Luiz Felipe Reis, Jornal do Brasil
RIO DE JANEIRO - Desde que, em 2006, a diretora e fundadora da Cia. Amok Teatro, Ana Teixeira assumiu a curadoria do Encontro Mundial das Artes Cênicas naquele ano sob o tema O teatro em tempos de guerra uma série inquietações a fez repensar os rumos da sua pesquisa teatral e o repertório do seu grupo. Ao conviver e lidar com as experiências vividas por professores, pesquisadores e diretores de companhias sediadas em países como Afeganistão, Iraque, Sérvia, entre outras zonas de conflito mundial, ela traçou, junto ao sócio e diretor francês Stéphane Brodt, uma trilogia sobre o assunto: guerra.

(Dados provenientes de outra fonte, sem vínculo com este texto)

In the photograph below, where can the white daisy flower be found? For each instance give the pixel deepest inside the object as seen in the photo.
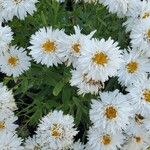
(10, 141)
(15, 62)
(140, 96)
(140, 120)
(138, 139)
(135, 66)
(100, 59)
(5, 38)
(137, 12)
(32, 144)
(57, 130)
(7, 121)
(78, 146)
(19, 8)
(116, 6)
(85, 85)
(99, 139)
(111, 111)
(7, 100)
(74, 45)
(140, 36)
(47, 46)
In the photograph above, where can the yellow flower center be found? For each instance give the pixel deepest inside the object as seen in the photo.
(56, 131)
(132, 67)
(2, 125)
(139, 118)
(12, 61)
(111, 112)
(146, 95)
(100, 58)
(76, 47)
(148, 34)
(137, 139)
(106, 139)
(146, 15)
(49, 46)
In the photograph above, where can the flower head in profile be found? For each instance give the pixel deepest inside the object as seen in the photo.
(56, 130)
(47, 46)
(15, 62)
(100, 59)
(111, 111)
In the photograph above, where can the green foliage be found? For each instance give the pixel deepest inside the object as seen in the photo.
(43, 89)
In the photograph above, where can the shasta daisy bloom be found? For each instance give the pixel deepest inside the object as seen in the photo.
(15, 62)
(140, 96)
(140, 36)
(136, 65)
(100, 139)
(10, 141)
(5, 37)
(47, 46)
(140, 120)
(85, 85)
(57, 130)
(7, 100)
(116, 6)
(78, 146)
(74, 45)
(19, 8)
(111, 111)
(100, 59)
(7, 121)
(138, 139)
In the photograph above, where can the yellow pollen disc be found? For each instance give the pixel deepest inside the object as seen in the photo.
(148, 34)
(146, 95)
(137, 139)
(111, 112)
(12, 61)
(2, 125)
(76, 47)
(100, 58)
(146, 15)
(49, 46)
(139, 118)
(106, 139)
(132, 67)
(55, 131)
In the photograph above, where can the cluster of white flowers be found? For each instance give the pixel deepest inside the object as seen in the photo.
(119, 121)
(56, 131)
(18, 8)
(8, 137)
(14, 60)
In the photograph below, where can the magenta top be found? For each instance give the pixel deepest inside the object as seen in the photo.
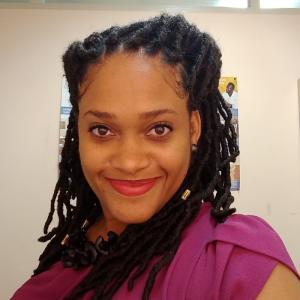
(232, 260)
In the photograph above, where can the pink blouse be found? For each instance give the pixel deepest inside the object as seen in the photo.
(232, 260)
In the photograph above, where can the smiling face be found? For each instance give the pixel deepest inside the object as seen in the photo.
(135, 136)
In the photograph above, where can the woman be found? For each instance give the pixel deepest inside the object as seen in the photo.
(143, 196)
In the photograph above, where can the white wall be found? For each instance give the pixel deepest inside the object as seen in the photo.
(261, 50)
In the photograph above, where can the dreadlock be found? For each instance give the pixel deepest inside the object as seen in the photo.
(179, 44)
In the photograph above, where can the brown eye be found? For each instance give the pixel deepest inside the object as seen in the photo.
(101, 131)
(160, 130)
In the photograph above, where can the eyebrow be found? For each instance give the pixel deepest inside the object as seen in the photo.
(144, 115)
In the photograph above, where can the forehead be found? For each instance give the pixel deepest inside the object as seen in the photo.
(132, 79)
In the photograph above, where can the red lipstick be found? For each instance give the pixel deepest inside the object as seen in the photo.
(133, 187)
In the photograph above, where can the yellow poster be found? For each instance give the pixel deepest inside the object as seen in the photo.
(229, 90)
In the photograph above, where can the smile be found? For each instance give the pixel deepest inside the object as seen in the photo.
(133, 188)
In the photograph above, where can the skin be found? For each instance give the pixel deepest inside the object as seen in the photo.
(128, 86)
(282, 284)
(137, 98)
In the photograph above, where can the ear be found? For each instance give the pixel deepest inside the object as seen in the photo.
(195, 126)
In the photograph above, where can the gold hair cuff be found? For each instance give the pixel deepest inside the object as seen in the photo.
(186, 194)
(65, 240)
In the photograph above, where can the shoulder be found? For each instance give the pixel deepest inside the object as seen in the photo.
(237, 256)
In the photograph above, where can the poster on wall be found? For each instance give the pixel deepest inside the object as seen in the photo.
(65, 109)
(229, 90)
(227, 86)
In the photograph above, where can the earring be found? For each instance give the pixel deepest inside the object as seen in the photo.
(185, 195)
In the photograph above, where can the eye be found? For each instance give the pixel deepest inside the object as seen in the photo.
(100, 131)
(160, 130)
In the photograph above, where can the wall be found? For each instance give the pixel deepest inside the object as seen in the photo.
(261, 50)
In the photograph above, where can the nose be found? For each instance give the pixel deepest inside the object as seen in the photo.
(130, 157)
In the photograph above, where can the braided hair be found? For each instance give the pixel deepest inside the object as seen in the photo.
(196, 53)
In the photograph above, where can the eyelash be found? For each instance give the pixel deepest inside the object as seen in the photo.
(158, 125)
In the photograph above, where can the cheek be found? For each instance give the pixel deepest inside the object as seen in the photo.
(176, 160)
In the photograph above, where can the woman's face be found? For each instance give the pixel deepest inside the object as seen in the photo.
(135, 136)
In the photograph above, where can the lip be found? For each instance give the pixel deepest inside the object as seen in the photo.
(133, 188)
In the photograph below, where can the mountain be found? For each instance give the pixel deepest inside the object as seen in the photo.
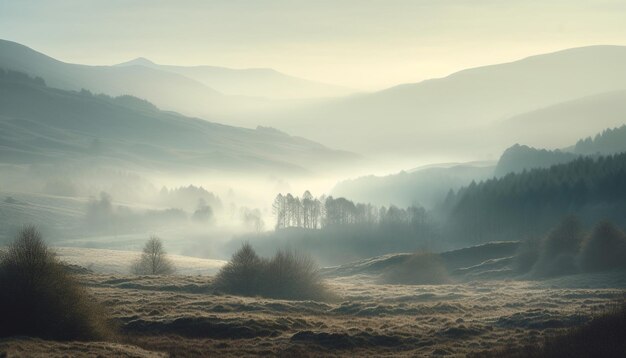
(43, 125)
(561, 124)
(521, 157)
(426, 187)
(166, 89)
(527, 204)
(608, 142)
(440, 115)
(252, 82)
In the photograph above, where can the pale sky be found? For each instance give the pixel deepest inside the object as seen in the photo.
(363, 44)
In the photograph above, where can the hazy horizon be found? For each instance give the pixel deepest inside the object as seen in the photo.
(364, 46)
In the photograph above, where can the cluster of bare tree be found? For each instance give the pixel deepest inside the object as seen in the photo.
(314, 213)
(292, 211)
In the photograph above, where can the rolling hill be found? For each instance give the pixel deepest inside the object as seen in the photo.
(40, 124)
(436, 116)
(252, 82)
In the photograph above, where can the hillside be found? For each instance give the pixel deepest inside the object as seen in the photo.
(40, 124)
(527, 204)
(518, 158)
(252, 82)
(417, 118)
(521, 157)
(168, 90)
(562, 124)
(427, 187)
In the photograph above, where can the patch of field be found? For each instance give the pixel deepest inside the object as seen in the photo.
(119, 261)
(31, 347)
(182, 315)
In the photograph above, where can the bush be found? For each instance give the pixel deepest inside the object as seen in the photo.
(558, 250)
(422, 268)
(287, 275)
(39, 298)
(604, 249)
(153, 260)
(241, 275)
(292, 275)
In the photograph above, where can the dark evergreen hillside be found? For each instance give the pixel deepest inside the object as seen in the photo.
(528, 203)
(39, 124)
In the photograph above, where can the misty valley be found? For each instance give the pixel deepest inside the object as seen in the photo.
(153, 210)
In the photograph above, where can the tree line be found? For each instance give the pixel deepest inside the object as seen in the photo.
(528, 203)
(310, 212)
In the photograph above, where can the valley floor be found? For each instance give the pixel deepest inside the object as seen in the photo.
(180, 315)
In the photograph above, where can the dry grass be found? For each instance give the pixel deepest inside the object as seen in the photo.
(418, 269)
(601, 337)
(40, 298)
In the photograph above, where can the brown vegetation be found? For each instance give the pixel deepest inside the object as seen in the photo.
(40, 298)
(153, 260)
(287, 275)
(603, 336)
(421, 268)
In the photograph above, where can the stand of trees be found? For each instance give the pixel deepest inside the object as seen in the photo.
(316, 213)
(528, 203)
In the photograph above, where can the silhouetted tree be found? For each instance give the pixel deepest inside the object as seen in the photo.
(153, 259)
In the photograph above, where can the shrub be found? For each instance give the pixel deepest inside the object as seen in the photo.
(421, 268)
(39, 298)
(292, 275)
(241, 275)
(604, 249)
(287, 275)
(153, 260)
(558, 250)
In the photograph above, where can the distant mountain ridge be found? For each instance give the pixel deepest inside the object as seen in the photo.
(440, 115)
(40, 124)
(252, 82)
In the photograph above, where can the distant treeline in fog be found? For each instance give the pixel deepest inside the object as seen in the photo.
(309, 212)
(523, 204)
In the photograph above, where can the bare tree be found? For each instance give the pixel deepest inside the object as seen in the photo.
(153, 260)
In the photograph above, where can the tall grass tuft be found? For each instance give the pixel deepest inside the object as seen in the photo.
(39, 298)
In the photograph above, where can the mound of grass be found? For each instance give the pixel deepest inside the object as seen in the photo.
(603, 336)
(567, 249)
(421, 268)
(39, 298)
(559, 248)
(604, 249)
(287, 275)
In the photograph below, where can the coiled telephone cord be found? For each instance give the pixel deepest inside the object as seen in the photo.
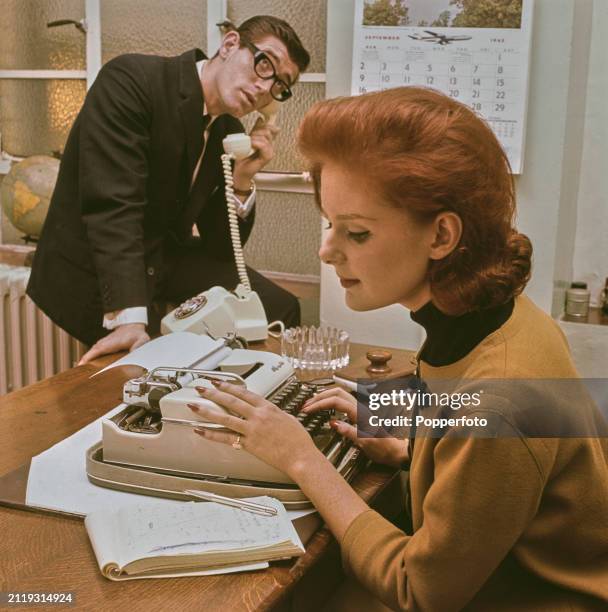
(233, 222)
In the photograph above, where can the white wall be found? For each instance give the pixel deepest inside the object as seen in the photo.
(556, 138)
(591, 247)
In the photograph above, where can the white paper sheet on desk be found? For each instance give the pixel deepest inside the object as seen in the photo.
(181, 349)
(58, 480)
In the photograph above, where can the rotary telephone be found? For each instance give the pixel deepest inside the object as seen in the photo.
(217, 311)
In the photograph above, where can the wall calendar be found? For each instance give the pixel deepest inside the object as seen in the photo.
(475, 51)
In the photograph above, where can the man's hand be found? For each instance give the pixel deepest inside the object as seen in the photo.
(262, 140)
(124, 337)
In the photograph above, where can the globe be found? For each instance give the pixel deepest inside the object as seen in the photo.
(26, 191)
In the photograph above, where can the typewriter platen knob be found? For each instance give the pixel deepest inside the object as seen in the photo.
(378, 361)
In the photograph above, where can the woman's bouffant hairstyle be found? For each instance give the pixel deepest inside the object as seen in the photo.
(427, 153)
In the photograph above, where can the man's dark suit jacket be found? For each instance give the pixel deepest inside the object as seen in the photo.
(123, 192)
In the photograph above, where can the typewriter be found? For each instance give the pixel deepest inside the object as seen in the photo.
(149, 446)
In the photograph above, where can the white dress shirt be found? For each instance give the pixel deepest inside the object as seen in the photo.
(139, 314)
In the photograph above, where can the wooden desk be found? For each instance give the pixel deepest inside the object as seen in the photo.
(49, 553)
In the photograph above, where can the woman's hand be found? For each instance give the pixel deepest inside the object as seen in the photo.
(264, 430)
(388, 451)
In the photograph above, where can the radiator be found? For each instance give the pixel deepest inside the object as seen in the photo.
(32, 347)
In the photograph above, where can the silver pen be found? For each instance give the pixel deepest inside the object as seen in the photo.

Após abordar o conflito no Oriente Médio, entre israelenses e palestinos, em O dragão (2008), agora cabe a Brodt a direção da segunda parte da sequência, Kabul, montagem que assume o Espaço Sesc, a partir desta quinta-feira, para tratar de intolerância e fundamentalismo religioso, com atenção especial na posição da mulher em meio aos conflitos armados no Afeganistão.
Tudo começou com a mostra, que, além dos representantes internacionais, reunia grupos de teatro brasileiros, de muitas favelas, como o Nós do Morro, por exemplo, que desenvolviam seus trabalhos em áreas de conflitos conta Brodt. A partir dali, decidimos trabalhar sobre o tema guerra. Pesquisamos desde a Primeira Guerra Mundial, o Vietnã, até chegarmos na batalha entre palestinos e judeus, que se desenrola até hoje.
Marcada pela relação entre as batalhas e as mulheres, a montagem parte de um episódio real, ocorrido em novembro de 1999, quando uma imagem, capturada por uma câmera amadora, transmitiu ao mundo todo a cena em que uma mulher, coberta por uma burca azul, era apedrejada e executada em pleno estádio de Cabul.
Esta imagem é o exemplo mais bárbaro e cruel da aplicação de uma doutrina radical como a dos talibãs. O vídeo correu o mundo, foi algo emblemático lembra. Nosso trabalho investiga o sofrimento feminino, das mães e das mulheres em meio a todos esses conflitos armados. É uma questão central, porque elas são praticamente escravizadas. Não têm direito a médicos, trabalho, educação...
Outra fonte de pesquisa e inspiração que possibilitou ao diretor contextualizar e entender melhor os mecanismos políticos que regiam o povo afegão à época em que estavam sob o domínio talibã foi o livro As andorinhas de Cabul, do escritor argelino Yasmina Kadra. Tanto a imagem capturada pelo celular e o livro, quanto pesquisas na internet, o fizeram perceber que, em se tratando de guerras, a dor, o sofrimento, perdas e medos têm o poder de conectar povos e culturas distantes.
Nosso desejo era justamente o de ir além da imagem e dos fatos. Investigar que ser humano era aquele por debaixo da burca explica o diretor.
Conhecer quem era aquela mulher foi uma forma possível e direta de compartilhar sentimentos que não se encontram nos dados. Buscamos a história e construímos uma ficção do que pode ter sido a sua vida até a sua execução.
Kabul apresenta a guerra através de quatro personagens, que refletem uma nação traumatizada por décadas de conflitos e pelo julgo dos talibãs. Madji, um comerciante que perdeu sua posição social, Zunaira, proibida de exercer sua profissão, Tariq, um moudjahid mutilado que se tornou carcereiro, e sua esposa Maryam, vítima de uma doença incurável.
Mostramos um povo oprimido, que não pode sorrir, cantar ou tocar música nas ruas diz o diretor. O mais interessante é notar que a dor liga e acaba com as distâncias. Os discursos são comuns a todos os conflitos. No caso das mulheres, são os mesmos na Plaza de Mayo, como no Irã, e no Afeganistão. Elas não querem mais entregar seus filhos.
Mais do que encenar guerra entre países, o diretor se interessa em representar conflitos através de povos que disputam e convivem na mesma terra. Caso de grupos étnicos e religiosos afegãos e dos conflitos civis em Moçambique, próxima e última parte da trilogia.
São batalhas que vão além das fronteiras. Observamos o embate entre pessoas de uma mesmo território.
E também de mesma religião. Em Kabul, um grupo minoritário, formado por talibãs, oprime uma maioria também islâmica, mas não radical.
É a diferença de um islamismo fundamentalista e uma interpretação mais moderada. Não fazemos uma crítica ao islamismo, e sim à intolerância religiosa, à crueldade e à violência.